Salam Hormat Buat Pembaca SILO
DEGRADASI hutan dan deforestasi atau singkatnya kerusakan hutan di berbagai belahan bumi serta tingginya emisi dari penggunaan bahan bakar fosil di negara-negara industri telah memberikan pengaruh yang nyata terhadap perubahan iklim dan pemanasan global akibat meningkatnya gas rumah kaca.
Untuk menjawab permasalahan global ini, maka disepakatilah Program Reducing Emission from Deforestation and Forest Degradation disingkat REDD, atau dalam bahasa Indonesia sebagai program pencegahan perubahan fungsi kawasan hutan dan penurunan kualitas hutan, banyak pihak meyakini REDD merupakan solusi handal untuk mengurangi emisi gas rumah kaca yang menjadi mesin penyebab perubahan iklim itu, meski tak sedikit pula kalangan yang meragukannya.
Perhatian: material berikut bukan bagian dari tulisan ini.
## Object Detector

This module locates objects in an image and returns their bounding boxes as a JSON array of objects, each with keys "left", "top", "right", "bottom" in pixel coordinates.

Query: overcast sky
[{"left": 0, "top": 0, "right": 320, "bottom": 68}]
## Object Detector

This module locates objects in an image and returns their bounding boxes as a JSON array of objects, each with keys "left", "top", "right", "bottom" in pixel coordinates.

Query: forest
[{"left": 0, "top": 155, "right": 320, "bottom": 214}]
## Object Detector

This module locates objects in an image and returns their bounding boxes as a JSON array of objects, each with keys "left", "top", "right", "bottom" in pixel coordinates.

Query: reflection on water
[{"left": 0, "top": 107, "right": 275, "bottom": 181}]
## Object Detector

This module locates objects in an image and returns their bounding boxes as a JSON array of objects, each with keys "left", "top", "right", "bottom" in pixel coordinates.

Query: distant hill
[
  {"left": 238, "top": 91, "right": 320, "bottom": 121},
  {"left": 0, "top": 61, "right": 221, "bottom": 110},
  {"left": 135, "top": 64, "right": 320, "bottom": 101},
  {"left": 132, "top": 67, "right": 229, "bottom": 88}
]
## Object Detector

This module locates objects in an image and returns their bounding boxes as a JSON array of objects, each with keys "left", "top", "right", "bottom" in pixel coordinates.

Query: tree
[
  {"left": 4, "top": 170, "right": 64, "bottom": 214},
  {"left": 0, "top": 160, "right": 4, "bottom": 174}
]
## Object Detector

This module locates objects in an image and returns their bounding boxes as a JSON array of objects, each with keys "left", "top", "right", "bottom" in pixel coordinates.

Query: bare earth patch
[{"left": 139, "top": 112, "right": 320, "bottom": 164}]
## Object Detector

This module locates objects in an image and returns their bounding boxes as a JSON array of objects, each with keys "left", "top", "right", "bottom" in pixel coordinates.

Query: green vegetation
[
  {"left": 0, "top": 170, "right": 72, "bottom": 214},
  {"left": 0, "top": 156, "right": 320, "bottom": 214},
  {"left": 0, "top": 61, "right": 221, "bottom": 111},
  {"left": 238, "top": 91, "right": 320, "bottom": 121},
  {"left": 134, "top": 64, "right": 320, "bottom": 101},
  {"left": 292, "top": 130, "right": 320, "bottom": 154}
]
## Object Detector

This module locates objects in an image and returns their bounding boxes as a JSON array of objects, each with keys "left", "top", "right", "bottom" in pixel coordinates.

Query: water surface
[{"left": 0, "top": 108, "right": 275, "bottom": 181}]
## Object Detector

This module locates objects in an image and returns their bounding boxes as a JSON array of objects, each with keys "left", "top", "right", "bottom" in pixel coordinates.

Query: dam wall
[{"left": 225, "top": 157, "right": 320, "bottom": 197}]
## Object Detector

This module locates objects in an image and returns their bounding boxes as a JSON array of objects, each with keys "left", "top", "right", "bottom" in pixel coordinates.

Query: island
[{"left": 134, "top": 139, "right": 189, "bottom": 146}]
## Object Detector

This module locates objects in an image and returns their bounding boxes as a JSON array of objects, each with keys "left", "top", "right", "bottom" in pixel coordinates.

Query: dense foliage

Dengan program REDD Dapat dipastikan ratusan triliun rupiah akan mengalir dari Negara maju ke Negara berkembang yang akan melaksanakan program REDD. Indonesia sebagai salah satu Negara yang berperan aktif mendorong program tersebut akan menjadi salah satu Negara penerima dana tersebut, apalagi pemerintah Indonesia Melalui Presiden telah menyatakan Komitmen penurunan emisi nasional sebesar 26 hingga 41 persen.
Departemen Kehutanan sebagai ujung tombak pelaksanaan REDD bergerak cepat dengan mengusulkan beberapa wilayah propinsi untuk masuk dalam wilayah program tersebut. Saat ini sekitar 30-an pilot project telah berjalan di Indonesia, hal ini bertujuan untuk menyiapkan Negara berkembang dalam menyongsong pelaksanaan REDD, akhir 2012 nanti.
Salah satu dari sekian banyak pilot project tersebut adalah UN-REDD, sebuah program persiapan yang di danai oleh PBB. UN-REDD dilaksanakan salah satunya di Sulawesi Tengah, untuk kesiapan pelaksanaanya Gubernur Sulawesi Tengah telah mengeluarkan Surat Keputusan (SK) tentang pengangkatan Kelompok Kerja (Pokja) REDD, tertanggal 18 Februari 2011.
Konsekuensi logis yang akan lahir dari skema REDD adalah menjaga kawasan hutan dari segala potensi yang dianggap mengganggu kelangsungan hidup pohon dan semua tumbuhan dalam hutan. Bila hal ini tidak dicermati dan dikawal dengan baik oleh kompenen masyarakat sipil, maka kemungkinan masyarakat yang berdiam disekitar hutan dan selama ini berinteraksi dan menggantungkan hidupnya dari hasil hutan akan terancam penghidupannya.
Olehnya itu LSM yang konsern pada isu lingkungan hidup dan masyarakat adat mendorong dilaksanakannya prinsip dan mekanismeSafeguard dan Free and Pior Informed Consent (FPIC) yang dapat dimaknai sebagai persetujuan bebas tanpa paksaan, yang didahului dengan pemberian informasi yang memadai tentang pelaksanaan, sebab dan akibat dari adanya suatu proyek. Dengan kata lain sekelompok masyarakat bebas menentukan pilihannya setelah mengetahui seluk beluk sebuah proyek.
Dalam Safeguard menekankan keharusan mengakomodir hak masyarakat atas akses pada sumber daya hutan, hak atas distribusi manfaat yang adil (benefit sharing), hak prosedural untuk peran serta (pemantauan, pelaporan dan verifikasi),hak atas lingkungan yang sehat (hutan alam yang sehat/tidak ada tanaman rekayasa genetik, penanaman yang tidak tepat dan tidak terjadi kebocoran), hak terkait budaya, nilai-nilai adat, identitas dan wilayah adat dan hak otonomi (self determination).
Silo edisi 41 yang ada di tangan pembaca saat ini memilih tema UN-REDD Sulteng sebagai fokus liputan termasuk menyajikan hasil laporan pemantauan yang dilakukan sejumlah LSM di Sulteng yang tergabung dalam Kelompok Kerja Pemantauan REDD Sulawesi Tengah, hal ini dimaksudkan agar masyarakat yang berdiam disekitar hutan khususnya di areal yang akan menjadi wilayah tapak REDD, bisa lebih memahami seputar program REDD dan menyikapinya secara kritis. Selain itu mungkin bisa menjadi informasi dan pembelajaran bagi masyarakat di wilayah lainnya.
Tentu saja sejumlah informasi lainnya juga tetap kami hadirkan dalam edisi ini, akhir kata kami dari redaksi mengucapkan selamat membaca, semoga memberikan banyak manfaat bagi pembaca.